Außerdem war das Drama, das in der Realität ablief, viel spannender. Ein Mann und eine Frau hatten Streit, der Mann warf daraufhin den Tisch um und stürmte aus dem Lokal. Besser hätte das auch nicht RTL hingekriegt. Später sahen wir das Paar dann wieder, wie sie sich küssten und sie einen Strauß Tulpen im Arm hatte.
Zuhause habe ich mich dann gefreut, Mama und Mirjam wieder zu sehen. Ich hoffe auch, bald einige meiner Freundinnen treffen zu können, die ich "zurückgelassen" habe. Einige Essener Kommilitonen habe ich schon überrascht. "Du bist wieder da???" Ja, das bin ich. Zumindest körperlich. Innerlich bin ich immer noch überrascht, die Leute in der Bahn auch dann zu verstehen, wenn ich nicht zuhöre, oder nachmittags um drei einkaufen zu können (Ist jetzt nicht Siesta?).
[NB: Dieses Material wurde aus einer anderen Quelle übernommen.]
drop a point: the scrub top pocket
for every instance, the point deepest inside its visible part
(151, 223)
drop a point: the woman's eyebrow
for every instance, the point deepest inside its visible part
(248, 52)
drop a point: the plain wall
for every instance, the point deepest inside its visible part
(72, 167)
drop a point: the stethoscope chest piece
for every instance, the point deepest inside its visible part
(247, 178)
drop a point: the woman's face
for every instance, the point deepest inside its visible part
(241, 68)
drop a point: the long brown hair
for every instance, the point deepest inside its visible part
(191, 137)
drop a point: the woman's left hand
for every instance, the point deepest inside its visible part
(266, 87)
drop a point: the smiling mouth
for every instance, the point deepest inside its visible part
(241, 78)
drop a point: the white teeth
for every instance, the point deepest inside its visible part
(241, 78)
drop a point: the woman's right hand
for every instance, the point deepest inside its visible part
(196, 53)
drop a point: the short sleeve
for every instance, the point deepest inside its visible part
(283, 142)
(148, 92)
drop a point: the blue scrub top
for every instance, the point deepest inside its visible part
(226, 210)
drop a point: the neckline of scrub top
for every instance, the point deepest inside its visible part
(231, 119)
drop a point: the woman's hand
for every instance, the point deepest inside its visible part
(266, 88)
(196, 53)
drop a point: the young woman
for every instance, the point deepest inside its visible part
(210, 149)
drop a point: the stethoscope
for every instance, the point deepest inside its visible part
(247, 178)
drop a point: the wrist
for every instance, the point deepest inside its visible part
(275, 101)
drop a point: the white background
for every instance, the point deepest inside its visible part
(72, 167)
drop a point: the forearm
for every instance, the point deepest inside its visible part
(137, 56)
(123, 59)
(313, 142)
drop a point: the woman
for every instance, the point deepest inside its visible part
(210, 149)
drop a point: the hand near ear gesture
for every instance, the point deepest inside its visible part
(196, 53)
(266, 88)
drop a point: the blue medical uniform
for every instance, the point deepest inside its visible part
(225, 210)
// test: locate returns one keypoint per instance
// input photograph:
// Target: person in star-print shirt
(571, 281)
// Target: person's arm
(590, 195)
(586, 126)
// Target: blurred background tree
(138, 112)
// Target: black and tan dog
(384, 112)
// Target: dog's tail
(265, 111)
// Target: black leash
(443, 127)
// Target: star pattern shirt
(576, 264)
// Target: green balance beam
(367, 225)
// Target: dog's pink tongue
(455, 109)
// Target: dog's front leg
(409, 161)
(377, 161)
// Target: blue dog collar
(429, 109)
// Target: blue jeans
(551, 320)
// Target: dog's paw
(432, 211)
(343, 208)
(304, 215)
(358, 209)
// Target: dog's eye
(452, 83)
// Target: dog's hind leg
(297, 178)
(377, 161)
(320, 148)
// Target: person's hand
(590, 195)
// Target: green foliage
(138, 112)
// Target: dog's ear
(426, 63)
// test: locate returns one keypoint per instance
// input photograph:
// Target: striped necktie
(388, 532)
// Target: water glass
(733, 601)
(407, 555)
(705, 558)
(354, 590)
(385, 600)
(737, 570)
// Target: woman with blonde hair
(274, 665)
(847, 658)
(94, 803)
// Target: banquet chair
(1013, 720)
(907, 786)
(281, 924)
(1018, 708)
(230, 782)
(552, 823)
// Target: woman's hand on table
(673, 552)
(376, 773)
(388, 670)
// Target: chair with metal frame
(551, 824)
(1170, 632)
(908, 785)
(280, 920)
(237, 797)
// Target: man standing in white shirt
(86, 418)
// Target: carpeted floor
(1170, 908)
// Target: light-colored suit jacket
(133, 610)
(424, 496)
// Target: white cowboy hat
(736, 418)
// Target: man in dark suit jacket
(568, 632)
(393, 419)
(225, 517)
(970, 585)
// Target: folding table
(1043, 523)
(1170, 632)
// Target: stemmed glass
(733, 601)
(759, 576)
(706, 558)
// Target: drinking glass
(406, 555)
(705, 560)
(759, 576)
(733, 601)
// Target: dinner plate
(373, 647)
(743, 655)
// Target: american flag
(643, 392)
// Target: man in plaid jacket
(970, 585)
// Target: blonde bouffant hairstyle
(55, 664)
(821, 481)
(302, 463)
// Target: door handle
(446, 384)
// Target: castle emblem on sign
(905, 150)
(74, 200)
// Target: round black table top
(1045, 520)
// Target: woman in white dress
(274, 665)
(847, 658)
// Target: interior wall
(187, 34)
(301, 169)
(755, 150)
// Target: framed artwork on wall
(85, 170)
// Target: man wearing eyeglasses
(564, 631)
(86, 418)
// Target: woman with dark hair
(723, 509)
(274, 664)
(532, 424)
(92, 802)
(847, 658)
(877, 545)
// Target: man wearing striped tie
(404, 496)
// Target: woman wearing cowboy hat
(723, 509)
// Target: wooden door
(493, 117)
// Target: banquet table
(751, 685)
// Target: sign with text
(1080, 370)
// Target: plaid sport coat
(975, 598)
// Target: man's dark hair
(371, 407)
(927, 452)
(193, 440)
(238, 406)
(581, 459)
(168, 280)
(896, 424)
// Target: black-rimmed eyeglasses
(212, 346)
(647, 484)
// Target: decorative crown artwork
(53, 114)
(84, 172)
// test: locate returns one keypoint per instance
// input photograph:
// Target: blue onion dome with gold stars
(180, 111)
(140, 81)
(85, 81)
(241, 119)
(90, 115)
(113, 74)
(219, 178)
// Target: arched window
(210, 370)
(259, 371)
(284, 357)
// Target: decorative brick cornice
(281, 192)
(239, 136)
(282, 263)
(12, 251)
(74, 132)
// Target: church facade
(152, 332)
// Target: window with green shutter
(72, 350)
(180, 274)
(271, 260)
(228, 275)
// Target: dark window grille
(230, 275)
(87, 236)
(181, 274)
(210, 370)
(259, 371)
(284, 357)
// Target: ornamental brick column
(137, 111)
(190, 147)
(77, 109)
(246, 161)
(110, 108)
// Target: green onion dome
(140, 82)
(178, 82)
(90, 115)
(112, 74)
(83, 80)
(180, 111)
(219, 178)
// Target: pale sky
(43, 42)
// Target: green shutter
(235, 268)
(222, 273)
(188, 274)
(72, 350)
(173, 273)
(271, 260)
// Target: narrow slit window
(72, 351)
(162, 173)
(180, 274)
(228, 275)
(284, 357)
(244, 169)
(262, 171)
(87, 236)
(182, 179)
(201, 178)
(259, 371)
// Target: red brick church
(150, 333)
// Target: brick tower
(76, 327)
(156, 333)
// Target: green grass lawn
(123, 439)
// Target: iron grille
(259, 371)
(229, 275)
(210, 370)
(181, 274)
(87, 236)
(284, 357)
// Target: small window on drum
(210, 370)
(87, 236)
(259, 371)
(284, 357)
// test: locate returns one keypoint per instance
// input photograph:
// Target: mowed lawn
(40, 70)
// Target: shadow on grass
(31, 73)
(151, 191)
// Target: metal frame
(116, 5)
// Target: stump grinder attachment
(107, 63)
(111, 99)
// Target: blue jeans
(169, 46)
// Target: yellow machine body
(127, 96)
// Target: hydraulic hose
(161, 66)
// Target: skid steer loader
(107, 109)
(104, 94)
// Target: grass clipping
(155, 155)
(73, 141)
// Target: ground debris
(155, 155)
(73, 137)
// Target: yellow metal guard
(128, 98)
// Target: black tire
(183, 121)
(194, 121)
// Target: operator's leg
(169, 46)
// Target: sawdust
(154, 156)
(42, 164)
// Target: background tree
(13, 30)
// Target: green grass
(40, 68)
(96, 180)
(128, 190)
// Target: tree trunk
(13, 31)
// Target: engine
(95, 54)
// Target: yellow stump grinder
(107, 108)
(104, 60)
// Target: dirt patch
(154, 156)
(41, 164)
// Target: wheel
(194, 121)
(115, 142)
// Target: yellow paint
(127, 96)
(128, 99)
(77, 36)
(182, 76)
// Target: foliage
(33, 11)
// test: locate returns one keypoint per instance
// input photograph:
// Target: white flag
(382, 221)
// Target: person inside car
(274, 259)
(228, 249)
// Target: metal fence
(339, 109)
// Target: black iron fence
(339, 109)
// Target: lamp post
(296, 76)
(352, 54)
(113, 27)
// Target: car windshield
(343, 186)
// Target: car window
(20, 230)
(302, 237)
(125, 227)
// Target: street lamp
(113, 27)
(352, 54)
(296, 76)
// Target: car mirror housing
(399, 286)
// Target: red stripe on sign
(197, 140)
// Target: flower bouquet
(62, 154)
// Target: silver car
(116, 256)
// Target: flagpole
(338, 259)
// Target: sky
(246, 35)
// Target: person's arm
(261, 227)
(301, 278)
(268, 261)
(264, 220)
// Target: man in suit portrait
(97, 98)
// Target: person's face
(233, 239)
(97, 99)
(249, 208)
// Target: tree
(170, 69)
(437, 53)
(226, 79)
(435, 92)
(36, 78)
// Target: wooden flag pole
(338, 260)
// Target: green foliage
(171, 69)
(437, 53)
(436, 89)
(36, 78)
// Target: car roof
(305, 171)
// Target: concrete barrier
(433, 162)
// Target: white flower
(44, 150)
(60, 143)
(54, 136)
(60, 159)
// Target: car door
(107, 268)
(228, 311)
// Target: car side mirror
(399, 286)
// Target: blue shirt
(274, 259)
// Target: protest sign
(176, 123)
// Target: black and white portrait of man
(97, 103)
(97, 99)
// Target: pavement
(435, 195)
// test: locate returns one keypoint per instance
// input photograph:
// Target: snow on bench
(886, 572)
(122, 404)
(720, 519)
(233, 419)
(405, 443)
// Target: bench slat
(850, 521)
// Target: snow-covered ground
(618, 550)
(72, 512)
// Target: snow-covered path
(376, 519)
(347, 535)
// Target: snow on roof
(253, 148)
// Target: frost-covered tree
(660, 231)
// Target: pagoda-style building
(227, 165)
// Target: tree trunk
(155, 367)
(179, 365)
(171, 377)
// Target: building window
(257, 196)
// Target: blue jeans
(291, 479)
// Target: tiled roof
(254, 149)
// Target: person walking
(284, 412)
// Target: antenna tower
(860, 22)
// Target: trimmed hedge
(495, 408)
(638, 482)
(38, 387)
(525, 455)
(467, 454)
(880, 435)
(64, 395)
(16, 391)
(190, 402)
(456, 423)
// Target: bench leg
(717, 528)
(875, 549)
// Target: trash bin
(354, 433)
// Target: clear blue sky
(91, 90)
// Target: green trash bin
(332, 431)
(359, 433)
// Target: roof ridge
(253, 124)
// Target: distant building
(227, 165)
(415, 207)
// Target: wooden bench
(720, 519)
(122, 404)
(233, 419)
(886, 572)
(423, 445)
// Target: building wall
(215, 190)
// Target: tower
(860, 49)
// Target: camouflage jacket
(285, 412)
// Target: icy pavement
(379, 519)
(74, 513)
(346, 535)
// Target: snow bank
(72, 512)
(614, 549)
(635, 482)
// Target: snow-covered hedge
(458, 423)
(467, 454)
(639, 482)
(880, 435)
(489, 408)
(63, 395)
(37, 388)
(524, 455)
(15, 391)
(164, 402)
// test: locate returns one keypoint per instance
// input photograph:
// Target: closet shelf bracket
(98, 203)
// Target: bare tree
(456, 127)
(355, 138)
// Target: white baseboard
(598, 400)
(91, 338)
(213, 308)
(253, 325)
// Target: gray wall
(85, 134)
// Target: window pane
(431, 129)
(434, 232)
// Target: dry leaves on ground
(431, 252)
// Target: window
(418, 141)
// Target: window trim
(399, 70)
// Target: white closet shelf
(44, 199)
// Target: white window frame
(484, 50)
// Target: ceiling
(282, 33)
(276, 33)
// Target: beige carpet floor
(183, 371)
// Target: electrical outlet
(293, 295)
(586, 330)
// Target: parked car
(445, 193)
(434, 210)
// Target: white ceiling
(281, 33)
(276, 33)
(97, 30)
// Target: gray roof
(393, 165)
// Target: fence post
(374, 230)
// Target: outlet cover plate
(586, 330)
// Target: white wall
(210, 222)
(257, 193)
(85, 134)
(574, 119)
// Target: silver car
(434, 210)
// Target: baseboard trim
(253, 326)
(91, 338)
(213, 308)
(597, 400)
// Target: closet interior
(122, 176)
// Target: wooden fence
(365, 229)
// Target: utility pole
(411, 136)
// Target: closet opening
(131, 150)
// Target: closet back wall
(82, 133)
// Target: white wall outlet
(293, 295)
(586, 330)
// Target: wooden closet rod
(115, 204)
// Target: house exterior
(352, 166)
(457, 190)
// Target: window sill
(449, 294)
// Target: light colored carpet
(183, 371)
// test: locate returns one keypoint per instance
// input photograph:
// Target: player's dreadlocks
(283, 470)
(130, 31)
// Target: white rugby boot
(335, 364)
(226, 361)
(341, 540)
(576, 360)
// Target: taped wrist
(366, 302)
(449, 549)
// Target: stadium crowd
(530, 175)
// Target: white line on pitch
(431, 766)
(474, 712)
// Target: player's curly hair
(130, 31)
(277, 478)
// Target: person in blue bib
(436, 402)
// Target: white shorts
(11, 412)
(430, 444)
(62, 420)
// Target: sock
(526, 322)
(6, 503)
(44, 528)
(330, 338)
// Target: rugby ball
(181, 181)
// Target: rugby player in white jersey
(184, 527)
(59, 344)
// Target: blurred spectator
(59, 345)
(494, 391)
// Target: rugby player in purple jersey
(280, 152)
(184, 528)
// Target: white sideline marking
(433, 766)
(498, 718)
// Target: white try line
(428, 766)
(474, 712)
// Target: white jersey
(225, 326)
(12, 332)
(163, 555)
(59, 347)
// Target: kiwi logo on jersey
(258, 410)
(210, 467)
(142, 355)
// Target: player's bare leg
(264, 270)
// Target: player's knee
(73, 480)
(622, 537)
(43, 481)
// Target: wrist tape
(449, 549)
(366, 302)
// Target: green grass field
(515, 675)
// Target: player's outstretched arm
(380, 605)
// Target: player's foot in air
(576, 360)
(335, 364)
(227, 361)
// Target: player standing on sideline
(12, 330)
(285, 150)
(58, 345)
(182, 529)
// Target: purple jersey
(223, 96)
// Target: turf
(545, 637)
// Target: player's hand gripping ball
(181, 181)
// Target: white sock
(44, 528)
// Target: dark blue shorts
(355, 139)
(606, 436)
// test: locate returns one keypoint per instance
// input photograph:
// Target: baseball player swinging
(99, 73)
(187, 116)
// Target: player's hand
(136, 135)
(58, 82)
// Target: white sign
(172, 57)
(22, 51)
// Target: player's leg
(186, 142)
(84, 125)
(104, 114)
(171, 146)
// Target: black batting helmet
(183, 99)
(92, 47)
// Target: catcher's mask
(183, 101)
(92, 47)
Und so langesam wird klar, dass die Zeit in Spanien vorbei ist... Dazu passt gut ein Zitat aus edm dritten Herr der Ringe Film (Herr der Ringe-Zitate passen immer ;-)): "How do you pick up the threads of an old life? How do you go on... when in your heart you begin to understand... there is no going back?" Ich fühle mich ein bisschen wie Frodo, als er aus Mordor zurück nach Beutelsend gekehrt ist. So viel ist in den letzten Monaten passiert. Ich habe das Gefühl, länger als ein halbes Jahr weggewesen zu sein.
Mit dem Ende des Erasmus Semesters endet auch dieser Blog. Ich werde noch einen Beitrag schreiben als eine Art Rekapitulation der letzten sechs Monate, aber sonst bleibt mir nicht mehr viel zu schreiben. Ich hoffe, euch hat diese Art der Berichtserstattung gefallen, wenn ich Mails oder Briefe geschrieben hätte, wären die mit Sicherheit weniger detailliert ausgefallen. Dankes für's Lesen.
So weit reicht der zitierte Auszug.